El fallido golpe de Estado del pasado viernes contra el presidente turco, Tayyip Erdogan, ha abierto una nueva etapa política en el país. De momento, ya son cerca de seis mil las personas detenidas, la mayoría pertenecientes a la estructura militar golpista y del estamento judicial; los dos sectores más críticos con la aproximación al islamismo de Erdogan. La asonada ha sido condenada por la mayoría de los países occidentales, Rusia y los países árabes de la zona, que han salido en defensa del régimen constitucional y democrático vigente. Sin embargo, también surgen las primeras voces que muestran su preocupación por la nueva deriva que puede tomar la dirección de Turquía, pieza clave e incómoda para los intereses occidentales en el siempre complejo tablero de Oriente Medio.
Apoyo popular.
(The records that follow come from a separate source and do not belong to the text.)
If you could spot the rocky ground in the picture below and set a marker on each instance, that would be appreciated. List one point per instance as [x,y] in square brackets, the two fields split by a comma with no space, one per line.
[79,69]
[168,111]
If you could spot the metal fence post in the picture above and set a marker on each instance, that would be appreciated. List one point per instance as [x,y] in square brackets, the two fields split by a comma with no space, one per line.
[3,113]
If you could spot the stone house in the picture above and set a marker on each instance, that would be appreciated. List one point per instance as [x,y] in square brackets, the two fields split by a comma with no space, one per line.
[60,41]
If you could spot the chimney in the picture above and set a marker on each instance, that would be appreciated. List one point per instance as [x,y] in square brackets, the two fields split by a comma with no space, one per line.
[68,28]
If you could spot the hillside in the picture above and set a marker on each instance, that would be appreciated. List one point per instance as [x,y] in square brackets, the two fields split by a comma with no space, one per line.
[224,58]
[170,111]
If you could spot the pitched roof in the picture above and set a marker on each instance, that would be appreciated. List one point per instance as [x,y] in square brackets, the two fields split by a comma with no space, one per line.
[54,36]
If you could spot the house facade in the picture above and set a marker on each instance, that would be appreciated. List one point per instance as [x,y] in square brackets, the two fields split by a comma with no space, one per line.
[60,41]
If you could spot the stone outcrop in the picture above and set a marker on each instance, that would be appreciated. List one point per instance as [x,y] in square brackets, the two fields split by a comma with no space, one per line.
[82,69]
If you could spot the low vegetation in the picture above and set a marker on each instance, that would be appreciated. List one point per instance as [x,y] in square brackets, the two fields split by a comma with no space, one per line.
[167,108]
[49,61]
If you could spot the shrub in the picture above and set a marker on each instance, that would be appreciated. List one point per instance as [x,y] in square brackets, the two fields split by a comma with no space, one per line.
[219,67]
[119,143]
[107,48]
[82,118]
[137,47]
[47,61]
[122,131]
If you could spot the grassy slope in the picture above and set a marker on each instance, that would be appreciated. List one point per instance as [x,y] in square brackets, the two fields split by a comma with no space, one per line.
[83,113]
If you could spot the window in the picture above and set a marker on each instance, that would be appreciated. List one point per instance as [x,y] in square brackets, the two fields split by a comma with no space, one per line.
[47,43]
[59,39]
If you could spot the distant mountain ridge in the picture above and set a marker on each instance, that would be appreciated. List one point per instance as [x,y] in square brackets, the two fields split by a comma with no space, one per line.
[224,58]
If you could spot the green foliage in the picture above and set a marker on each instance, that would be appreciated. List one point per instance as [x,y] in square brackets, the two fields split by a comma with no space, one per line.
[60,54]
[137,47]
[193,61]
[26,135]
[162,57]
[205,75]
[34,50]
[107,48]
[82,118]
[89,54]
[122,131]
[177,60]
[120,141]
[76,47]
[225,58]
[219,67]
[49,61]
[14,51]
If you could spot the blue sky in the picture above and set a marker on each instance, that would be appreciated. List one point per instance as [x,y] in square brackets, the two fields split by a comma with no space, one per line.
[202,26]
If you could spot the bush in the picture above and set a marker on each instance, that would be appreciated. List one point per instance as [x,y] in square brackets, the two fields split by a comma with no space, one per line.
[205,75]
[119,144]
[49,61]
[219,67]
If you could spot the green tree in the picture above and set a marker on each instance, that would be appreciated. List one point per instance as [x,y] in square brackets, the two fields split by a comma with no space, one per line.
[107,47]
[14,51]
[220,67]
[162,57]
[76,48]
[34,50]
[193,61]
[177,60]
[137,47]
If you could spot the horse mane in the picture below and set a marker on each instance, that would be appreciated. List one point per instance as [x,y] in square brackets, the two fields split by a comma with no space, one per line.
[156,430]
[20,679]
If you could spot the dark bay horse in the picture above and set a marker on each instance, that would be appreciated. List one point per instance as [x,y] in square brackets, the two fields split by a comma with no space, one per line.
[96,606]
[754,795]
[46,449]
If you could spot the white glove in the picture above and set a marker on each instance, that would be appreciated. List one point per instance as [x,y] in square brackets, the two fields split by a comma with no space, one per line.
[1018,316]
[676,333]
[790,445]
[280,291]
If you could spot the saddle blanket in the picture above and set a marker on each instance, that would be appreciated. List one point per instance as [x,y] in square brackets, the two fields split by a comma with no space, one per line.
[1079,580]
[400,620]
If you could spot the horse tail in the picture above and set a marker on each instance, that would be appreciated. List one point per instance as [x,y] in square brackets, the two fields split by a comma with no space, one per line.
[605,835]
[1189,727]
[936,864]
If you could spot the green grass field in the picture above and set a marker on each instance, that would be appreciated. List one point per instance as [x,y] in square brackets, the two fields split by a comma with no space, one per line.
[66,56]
Una de las razones que explican el fracaso del golpe está en la rápida y clamorosa respuesta que obtuvo Erdogan en su llamamiento a la población, que no dudó en salir en masa a la calle para expresar su rechazo a la acción de un sector del Ejército. Los intentos de repeler con disparos de ametralladora o el avance de los tanques no logró detener la oposición ciudadana, que en pocas horas neutralizó la intentona. El Gobierno logró un importantísimo refrendo frente a la poderosa estructura militar del país, inspirada en los postulados laicistas de Kamal Ataturk, el fundador de la Turquía actual.
Un problema para Europa. Turquía es un serio problema para Europa. La península de Anatolia es la vía de entrada de los refugiados que huyen de la guerra en Siria, una baza que Erdogan esgrime para flexibilizar las condiciones de entrada en la Unión Europea. Su posición geográfica, además, convierte el país en una plataforma logística indispensable en el despliegue de la OTAN, a la que pertenece desde 1952 y a la que aporta más de un millón de efectivos para controlar el flanco sur de Rusia y el avispero de Líbano, Siria e Irán. La dualidad de intereses con Turquía genera controversia en la UE.